In Berlin diskutierten die Europapolitiker Daniel Cohn-Bendit und Guy Verhofstadt mit dem Soziologen Ulrich Beck über die Zukunft Europas.
von Philipp
Die Pointe des Abends blieb auch den Diskutanten nicht verborgen: Während am Brandenburger Tor in schönstem Herbstwetter die Einheit Deutschlands gefeiert wurde, kamen im Haus der Kulturen der Welt, nur einige hundert Meter westlich, drei überzeugte Europäer zusammen, um die Überwindung eben dieses deutschen, aber auch aller anderen europäischen Nationalstaaten zu fordern.
Das Podium hätte nicht viel prominenter besetzt sein können: Guy Verhofstadt, ehemaliger Premierminister Belgiens und heute Vorsitzender der Liberalen im Europäischen Parlament, und Daniel Cohn-Bendit, Vorsitzender der Grünen Fraktion in Straßburg, stellten ihr neues Buch „Für Europa. Ein Manifest“vor. Als Moderator fungierte Ulrich Beck, Deutschlands wohl berühmtester Soziologe.

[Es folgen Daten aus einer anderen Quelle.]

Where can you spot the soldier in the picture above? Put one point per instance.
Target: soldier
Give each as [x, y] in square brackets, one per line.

„Frontalangriff“ für Europa
Schon bei der Ankündigung des Podiums wurde klar, worum es an diesem Abend gehen würde: ein leidenschaftliches Plädoyer für Europa, was auch immer dieses bedeuten mag. Wer vorher schon einen Blick in Cohn-Bendits und Verhofstadts Buch geworfen hatte, wusste, wie ernst es den Autoren damit ist: es ist in einem kämpferischen, fast schon militanten Jargon verfasst. Für den Fall, dass es nicht in Bälde zu einer rasend schnellen Integration der europäischen Staaten zu einem Bundesstaat kommt, zeichnen die Autoren das Bild einer düsteren Zukunft: Europa sei demnach „geschlagen mit nationaler Blindheit, ohne Ehrgeiz, ohne Ausstrahlung und ohne Hoffnung“ (S. 10). Deshalb sei der Vorschlag, einen „Frontalangriff“ für Europa zu führen, alternativlos. Die beiden Integrationisten, wie die Befürworter eines vereinten Europas genannt werden könnten, zehren dabei offenbar von einer höheren Weisheit: Sie kennen den unzweifelhaften Weg der Geschichte – „Die Welt ist unverkennbar auf dem Weg zu einer historischen Vereinigung“ (S. 13) – und sie kennen den Gegner: „[Der] älteste Feind Europas [ist] das Europa der Nationalstaaten“ (S. 10).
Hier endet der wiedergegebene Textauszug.